How old is poetry? Short answer: As old as our species. Of course we don’t know all that much about how long ago humans started using language, or whether early language use included composing pre-historic raps about the challenges of wandering out of Africa to explore the rest of our planet. Spoken words leave little evidence behind once we go beyond our written records. However, when we turn to other forms of art, it quickly becomes clear that humans have made art for a very long time.
Personal adornment with beads and pigments goes back 100,000 years, and both humans and our cousins the Neanderthals left behind cave paintings, rock art, and hand prints going back 40,000 years across Africa, Europe, Asia, and Australia. Finally, talismanic carvings in ivory, bone, and stone, such as the Venus of Willendorf, have been dated as far back as 25,000 years.
Making art also appears deeply intertwined with humanity’s shift from hunters and gatherers to more settled communities. About two decades ago, University of Cambridge scholar Dr. Nigel Spivey proposed that “Art Made the World” in a series that explored human creativity spanning 100,000 years and five continents.[i] Catching the series on my local PBS station, I found my grand narrative of human evolution completely upended in a most delightful way. No longer did human societies evolve in response to economic imperatives. Instead, it was their need to make art and celebrate community in the face of death that led to the creation of Gobekli Tepe on the hills of southeast Turkey some 11,000 years ago. Proposed as the world’s earliest temple by archeologist Klaus Schmidt, what may be the earliest human monumental architecture brims with images of scary creatures like scorpions and vultures on huge megaliths and stone pillars.[ii] Art turns out to be as critical to human survival as food and shelter, so crucial in fact that we may be ‘hardwired’ to create, to engage in symbolic imagery, and to sing and dance in collective performances dedicated to storytelling.
In his series, Spivey discusses the Epic of Gilgamesh as the ‘oldest’ known literature to have survived into our present. The Mesopotamian Epic is about one millennium ahead of Homer’s two epic poems, The Illiad and The Odyssey, but all three are thought to have been performed and passed down through generations of poets who sang about heroes battling fate and battling death, and thus likely are as old as their respective civilizations.

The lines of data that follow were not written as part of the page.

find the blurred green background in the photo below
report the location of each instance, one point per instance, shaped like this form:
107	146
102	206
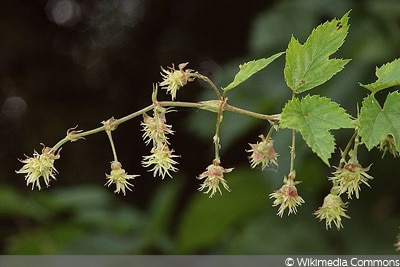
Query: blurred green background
70	62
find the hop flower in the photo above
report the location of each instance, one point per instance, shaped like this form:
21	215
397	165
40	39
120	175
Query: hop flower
332	210
287	197
397	244
263	153
173	79
214	175
349	178
40	165
388	144
155	128
162	159
119	177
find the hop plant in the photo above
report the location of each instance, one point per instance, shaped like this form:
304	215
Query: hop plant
263	153
287	197
162	160
213	177
155	129
332	210
40	165
174	79
349	178
119	177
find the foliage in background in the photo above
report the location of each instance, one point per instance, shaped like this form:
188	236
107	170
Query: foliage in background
240	230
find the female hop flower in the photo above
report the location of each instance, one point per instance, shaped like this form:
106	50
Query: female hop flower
40	165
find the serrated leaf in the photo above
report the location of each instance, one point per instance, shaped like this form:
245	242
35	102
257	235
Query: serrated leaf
388	75
377	122
313	117
250	68
308	65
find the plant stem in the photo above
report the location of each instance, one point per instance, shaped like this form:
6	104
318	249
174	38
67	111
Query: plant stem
207	80
112	145
292	151
217	129
222	105
347	149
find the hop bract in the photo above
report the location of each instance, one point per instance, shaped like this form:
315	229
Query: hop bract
162	160
349	178
119	177
287	197
214	176
263	153
174	79
40	165
332	210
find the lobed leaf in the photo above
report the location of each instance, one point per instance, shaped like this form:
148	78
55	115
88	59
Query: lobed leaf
388	75
308	65
250	68
313	117
377	122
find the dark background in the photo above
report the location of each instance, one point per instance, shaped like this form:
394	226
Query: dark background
66	62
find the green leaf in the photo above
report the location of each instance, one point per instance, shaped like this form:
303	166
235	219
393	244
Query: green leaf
314	116
377	122
308	65
250	68
388	76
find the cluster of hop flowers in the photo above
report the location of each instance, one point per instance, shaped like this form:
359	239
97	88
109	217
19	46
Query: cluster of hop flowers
287	197
155	132
346	179
40	165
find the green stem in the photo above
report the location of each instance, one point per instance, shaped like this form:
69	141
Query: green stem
222	105
112	145
275	117
347	149
217	129
292	151
207	80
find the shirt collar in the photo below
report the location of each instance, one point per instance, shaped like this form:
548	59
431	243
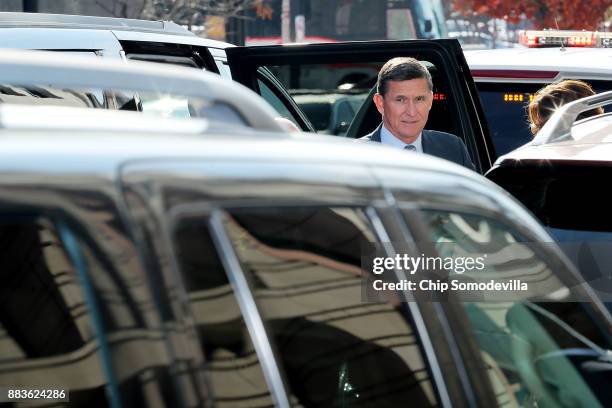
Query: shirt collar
387	138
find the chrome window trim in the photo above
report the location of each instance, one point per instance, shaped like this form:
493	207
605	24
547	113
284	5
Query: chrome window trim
248	307
421	329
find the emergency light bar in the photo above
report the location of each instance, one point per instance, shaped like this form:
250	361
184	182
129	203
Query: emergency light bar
567	38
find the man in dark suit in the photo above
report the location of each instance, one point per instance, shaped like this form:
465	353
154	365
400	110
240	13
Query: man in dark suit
404	95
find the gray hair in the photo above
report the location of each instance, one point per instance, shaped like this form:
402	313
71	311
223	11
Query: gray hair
401	69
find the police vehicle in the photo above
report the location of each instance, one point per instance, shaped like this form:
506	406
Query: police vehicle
508	78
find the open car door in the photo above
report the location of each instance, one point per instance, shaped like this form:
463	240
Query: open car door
328	88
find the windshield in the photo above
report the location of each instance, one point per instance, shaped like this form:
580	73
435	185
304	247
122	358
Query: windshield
537	353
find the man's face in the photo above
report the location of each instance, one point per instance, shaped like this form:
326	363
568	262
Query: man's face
405	107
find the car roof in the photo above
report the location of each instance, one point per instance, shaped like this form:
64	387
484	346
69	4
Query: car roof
576	62
14	20
57	158
122	28
77	72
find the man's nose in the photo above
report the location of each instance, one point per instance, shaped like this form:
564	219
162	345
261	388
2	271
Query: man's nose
411	108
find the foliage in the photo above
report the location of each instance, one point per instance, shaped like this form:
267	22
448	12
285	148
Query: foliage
567	14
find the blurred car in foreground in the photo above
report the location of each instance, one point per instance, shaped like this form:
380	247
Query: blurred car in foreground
221	265
562	177
507	79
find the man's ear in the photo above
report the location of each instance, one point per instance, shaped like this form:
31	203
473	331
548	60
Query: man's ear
378	101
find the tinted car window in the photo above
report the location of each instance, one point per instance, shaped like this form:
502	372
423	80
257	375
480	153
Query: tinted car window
335	350
536	353
232	365
46	332
505	108
568	200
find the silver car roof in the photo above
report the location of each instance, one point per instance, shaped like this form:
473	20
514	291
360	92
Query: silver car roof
56	157
13	20
61	70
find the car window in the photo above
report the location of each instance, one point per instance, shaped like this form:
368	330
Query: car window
232	365
536	353
70	321
505	107
320	89
276	102
567	200
334	349
47	333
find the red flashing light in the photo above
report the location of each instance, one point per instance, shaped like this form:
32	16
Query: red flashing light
439	97
510	73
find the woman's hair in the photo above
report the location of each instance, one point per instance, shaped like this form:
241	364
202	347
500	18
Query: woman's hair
553	96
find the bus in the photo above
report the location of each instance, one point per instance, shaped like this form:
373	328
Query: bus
349	20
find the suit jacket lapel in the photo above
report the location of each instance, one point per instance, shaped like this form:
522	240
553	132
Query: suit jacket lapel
425	141
376	134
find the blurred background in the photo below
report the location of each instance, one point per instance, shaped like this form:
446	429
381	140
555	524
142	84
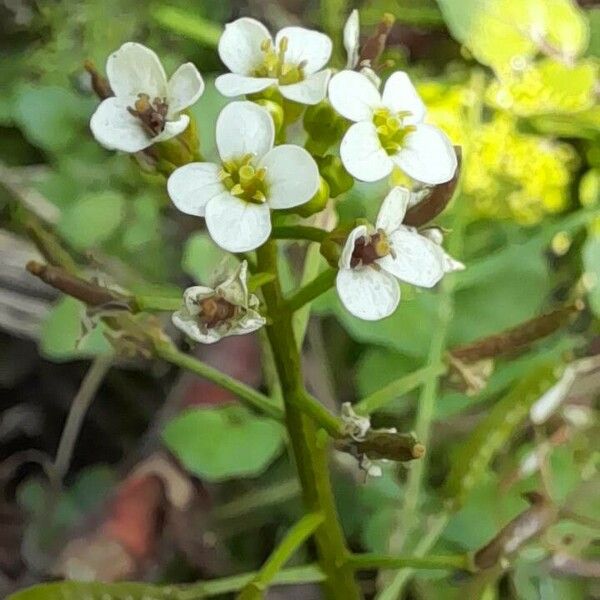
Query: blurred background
131	493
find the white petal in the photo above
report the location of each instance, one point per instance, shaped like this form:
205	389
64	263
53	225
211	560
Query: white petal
400	94
367	293
190	327
172	128
292	176
417	261
348	250
184	88
191	187
392	211
135	69
232	84
239	45
305	45
353	95
244	128
236	225
116	129
362	153
352	39
311	90
427	156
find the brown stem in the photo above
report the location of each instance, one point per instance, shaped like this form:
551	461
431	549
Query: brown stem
431	206
517	337
529	524
400	447
90	293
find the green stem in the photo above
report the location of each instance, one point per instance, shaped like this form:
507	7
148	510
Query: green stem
319	285
312	260
390	561
79	407
310	453
425	414
157	303
217	587
298	232
394	590
397	388
249	395
294	538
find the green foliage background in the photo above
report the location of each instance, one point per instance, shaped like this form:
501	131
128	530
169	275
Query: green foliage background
526	222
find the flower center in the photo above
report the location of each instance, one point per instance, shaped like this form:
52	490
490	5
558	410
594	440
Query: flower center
153	115
244	181
274	65
214	311
391	129
368	249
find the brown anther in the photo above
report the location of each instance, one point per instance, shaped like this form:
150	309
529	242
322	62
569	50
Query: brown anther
153	115
368	249
214	311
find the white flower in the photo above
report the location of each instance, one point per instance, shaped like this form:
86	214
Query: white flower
372	261
210	314
293	63
352	39
389	130
145	108
235	197
352	46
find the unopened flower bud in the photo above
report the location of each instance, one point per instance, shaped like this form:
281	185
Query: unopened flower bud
276	112
333	172
324	126
317	203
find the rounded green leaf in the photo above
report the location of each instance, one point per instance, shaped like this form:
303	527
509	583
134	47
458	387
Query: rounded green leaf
92	219
222	443
64	337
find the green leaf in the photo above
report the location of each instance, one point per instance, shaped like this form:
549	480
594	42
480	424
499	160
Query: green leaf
188	23
378	367
222	443
472	458
459	16
202	258
63	336
594	21
499	31
591	264
50	117
74	590
92	219
70	590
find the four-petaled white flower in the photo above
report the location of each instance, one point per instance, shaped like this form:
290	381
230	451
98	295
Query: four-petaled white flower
352	45
389	131
373	260
145	108
235	197
210	314
293	63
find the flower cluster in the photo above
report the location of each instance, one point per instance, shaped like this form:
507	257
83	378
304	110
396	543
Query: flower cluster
256	173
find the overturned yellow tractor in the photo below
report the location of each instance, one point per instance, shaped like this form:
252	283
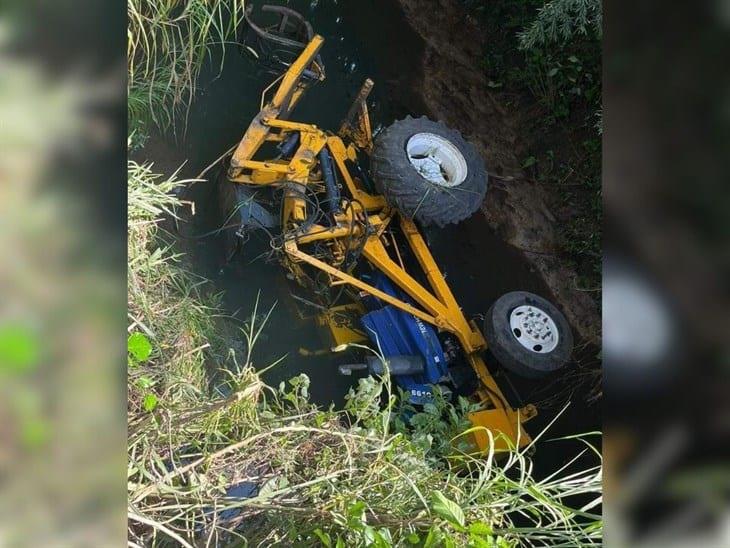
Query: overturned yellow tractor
350	208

What makes poetry such an enduring human practice? Poetic compositions make full use of features of human language that extend our communications across time and space. Using rhythm and rhyme, imagery and memorable language, poetry allows us to remember, transforms memory into performances that can cycle on and on through centuries, even millennia. Poems become one tool that get us a little closer to immortality.